In other words, I know these things, unless I'm wrong, then I don't really know them. OK, how does that make me certain of them?
Quoting John
You're not making any sense John. First, I explained how certainty is derived from doubting. Doubting leads to checking and confirming, this is the scientific method. All you do here is repeat your assertion, and ask the same question again, "certainty is not derived from doubting, how could it be?". Well, I explained how it is. It's quite obvious to me, doubt leads to questioning, trials, experimentation, and confirmation. But for some reason, you just overlook the whole scientific method and restate your question, "how could it be?".
Then you agree that every belief can be doubted, but you imply that a memory cannot be doubted. How is a memory not a belief? And we all know that memory often fails us, especially as we get older. So it's utter nonsense to claim that we cannot doubt our own memories. I find my memories to be highly dubious, and to be often engaged in discussions as to who is remembering correctly.
Quoting John
I wonder what faux-doubt would be. Does that mean that a person believes oneself to be uncertain, but the person is really certain? How would that work? I could deceive myself into thinking that I am uncertain when I am really certain? Or do you think that I am trying to deceive you, saying that I am uncertain, but hiding the certainty behind an image of uncertainty? Do you think I'm omniscient? If not, then why don't you believe me when I say that I am not certain about anything? To be certain about any particular thing, wouldn't it require that you know absolutely everything about that thing? Aren't all things related to one another by some means? So wouldn't it require omniscience to know absolutely everything about anything? How could I be completely certain about anything if I didn't know absolutely everything about that thing? And that would require knowing how that thing related to everything else.

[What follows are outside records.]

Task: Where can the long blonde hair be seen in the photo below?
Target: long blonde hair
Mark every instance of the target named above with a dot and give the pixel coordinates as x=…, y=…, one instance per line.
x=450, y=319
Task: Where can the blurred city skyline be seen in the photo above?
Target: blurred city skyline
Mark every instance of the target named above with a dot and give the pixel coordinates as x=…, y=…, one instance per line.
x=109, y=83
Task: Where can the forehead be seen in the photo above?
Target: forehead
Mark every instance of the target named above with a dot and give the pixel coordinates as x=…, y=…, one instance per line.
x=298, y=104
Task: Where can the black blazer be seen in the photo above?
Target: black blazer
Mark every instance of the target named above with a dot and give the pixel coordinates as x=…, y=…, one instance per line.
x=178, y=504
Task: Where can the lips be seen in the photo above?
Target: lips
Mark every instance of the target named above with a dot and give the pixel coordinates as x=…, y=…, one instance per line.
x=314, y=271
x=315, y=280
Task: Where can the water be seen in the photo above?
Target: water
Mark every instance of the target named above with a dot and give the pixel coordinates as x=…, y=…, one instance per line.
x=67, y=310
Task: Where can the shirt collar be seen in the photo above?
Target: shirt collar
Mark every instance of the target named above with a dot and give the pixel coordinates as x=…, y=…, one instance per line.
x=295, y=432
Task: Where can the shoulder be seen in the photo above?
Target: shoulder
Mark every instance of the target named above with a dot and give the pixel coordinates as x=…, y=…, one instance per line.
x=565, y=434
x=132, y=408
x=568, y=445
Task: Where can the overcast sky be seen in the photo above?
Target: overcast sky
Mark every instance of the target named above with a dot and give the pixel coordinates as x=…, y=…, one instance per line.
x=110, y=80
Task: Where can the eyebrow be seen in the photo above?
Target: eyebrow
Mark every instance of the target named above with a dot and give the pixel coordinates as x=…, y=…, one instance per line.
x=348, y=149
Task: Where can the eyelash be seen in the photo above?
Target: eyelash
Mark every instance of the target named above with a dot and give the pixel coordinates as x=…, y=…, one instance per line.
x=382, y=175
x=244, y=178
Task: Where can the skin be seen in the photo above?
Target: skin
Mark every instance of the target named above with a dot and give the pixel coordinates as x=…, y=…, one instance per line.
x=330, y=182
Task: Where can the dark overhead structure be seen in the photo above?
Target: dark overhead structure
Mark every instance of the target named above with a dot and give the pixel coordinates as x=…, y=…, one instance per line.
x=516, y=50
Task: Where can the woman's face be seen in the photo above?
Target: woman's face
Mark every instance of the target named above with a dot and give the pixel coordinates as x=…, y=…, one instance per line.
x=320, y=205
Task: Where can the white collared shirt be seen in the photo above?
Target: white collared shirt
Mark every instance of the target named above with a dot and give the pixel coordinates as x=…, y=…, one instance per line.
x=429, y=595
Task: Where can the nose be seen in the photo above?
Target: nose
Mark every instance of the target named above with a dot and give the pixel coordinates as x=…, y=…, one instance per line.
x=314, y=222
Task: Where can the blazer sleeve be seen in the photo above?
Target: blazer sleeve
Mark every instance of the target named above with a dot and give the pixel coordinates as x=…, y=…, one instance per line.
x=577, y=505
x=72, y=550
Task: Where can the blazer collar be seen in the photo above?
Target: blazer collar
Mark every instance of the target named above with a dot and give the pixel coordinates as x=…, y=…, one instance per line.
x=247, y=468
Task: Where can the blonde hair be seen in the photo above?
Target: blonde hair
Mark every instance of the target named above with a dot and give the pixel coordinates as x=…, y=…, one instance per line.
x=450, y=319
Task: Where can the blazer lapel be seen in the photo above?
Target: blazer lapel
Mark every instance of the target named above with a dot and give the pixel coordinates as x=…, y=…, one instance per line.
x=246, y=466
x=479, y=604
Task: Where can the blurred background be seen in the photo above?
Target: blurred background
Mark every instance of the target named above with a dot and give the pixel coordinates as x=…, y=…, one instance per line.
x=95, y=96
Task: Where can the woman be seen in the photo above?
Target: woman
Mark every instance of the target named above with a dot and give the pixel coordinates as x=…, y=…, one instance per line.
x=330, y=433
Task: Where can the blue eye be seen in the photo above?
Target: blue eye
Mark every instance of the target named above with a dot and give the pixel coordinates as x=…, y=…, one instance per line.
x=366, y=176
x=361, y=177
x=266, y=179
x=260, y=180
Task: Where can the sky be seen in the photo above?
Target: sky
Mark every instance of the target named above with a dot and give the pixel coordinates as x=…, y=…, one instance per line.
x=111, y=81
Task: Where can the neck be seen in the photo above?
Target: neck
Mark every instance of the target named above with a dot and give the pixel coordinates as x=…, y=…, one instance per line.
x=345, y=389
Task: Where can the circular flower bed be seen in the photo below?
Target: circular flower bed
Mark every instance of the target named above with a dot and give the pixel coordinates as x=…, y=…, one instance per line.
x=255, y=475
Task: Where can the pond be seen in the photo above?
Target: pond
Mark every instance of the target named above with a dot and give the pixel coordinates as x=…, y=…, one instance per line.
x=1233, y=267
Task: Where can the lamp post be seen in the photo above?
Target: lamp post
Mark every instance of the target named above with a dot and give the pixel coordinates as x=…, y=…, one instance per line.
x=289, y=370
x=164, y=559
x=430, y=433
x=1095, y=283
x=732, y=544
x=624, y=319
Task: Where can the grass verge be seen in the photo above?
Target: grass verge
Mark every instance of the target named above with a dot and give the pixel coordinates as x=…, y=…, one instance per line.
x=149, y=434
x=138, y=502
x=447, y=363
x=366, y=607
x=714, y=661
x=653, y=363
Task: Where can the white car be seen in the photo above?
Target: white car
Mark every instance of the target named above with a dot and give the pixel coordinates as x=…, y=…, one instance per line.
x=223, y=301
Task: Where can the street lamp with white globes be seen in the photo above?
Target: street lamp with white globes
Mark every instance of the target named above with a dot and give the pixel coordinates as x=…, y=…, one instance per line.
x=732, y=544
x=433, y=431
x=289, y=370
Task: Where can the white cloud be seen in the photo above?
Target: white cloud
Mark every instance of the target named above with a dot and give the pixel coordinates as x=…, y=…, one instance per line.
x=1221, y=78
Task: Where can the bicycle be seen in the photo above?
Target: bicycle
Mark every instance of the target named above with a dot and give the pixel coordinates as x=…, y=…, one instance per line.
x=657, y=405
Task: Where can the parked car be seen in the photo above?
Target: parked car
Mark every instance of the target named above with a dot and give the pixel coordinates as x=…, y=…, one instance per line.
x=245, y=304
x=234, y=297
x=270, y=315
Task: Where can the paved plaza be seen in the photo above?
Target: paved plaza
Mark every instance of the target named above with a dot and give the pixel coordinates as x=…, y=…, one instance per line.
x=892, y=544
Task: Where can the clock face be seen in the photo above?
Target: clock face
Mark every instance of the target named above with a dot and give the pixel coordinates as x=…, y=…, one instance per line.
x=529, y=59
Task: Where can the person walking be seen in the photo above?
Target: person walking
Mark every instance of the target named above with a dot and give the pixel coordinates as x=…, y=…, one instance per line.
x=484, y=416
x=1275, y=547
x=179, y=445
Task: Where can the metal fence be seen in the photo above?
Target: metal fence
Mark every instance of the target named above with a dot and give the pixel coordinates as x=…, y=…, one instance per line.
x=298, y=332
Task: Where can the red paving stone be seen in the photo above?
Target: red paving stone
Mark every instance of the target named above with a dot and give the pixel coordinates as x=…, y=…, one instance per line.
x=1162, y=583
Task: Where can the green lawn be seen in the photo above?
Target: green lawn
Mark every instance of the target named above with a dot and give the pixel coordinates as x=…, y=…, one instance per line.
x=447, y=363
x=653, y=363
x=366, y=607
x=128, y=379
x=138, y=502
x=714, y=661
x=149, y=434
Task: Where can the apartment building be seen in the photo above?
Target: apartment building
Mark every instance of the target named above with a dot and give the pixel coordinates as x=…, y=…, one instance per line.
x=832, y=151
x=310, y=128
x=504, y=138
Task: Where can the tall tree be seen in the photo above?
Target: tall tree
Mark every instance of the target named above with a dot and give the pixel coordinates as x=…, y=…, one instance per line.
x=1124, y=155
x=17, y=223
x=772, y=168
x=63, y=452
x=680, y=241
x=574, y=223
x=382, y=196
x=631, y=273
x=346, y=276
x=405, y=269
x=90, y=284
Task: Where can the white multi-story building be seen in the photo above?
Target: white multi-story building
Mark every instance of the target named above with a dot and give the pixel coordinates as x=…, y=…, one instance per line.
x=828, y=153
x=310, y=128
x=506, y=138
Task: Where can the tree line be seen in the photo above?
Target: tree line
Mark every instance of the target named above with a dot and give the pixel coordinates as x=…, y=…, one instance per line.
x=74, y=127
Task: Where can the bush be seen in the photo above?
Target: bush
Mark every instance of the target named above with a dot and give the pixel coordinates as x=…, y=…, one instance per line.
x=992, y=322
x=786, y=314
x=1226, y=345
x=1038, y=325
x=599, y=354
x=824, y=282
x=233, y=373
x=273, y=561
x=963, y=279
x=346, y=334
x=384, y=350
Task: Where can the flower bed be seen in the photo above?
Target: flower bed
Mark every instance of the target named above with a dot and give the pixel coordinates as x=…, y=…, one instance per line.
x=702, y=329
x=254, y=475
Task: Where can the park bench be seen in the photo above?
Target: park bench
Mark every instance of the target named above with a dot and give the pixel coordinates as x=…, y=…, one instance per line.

I really admire the confidence in your assertions, your claims of certainty and all that, but I really think that it's you who is putting up the deceptive façade of certitude. Sometimes people like to create that impression of confidence and certitude, to hide the fact that they really don't know what they're talking about.
Your methodology of argumentation consists in distorting what your interlocutor has said, and then writing reams of objections based on this distortion. It's simply not worth the effort of responding to, because whatever I say to correct your copious misreadings will just be distorted again into further misreadings.
That what you say may be distorted, in the way that you claim I distort it, indicates that I cannot even have certainty with respect to the meaning of what has been said. How can I have any certainty with respect to the truth or falsity of what is said, if I cannot even be certain of the meaning of what has been said?
There's no point wasting any further time then.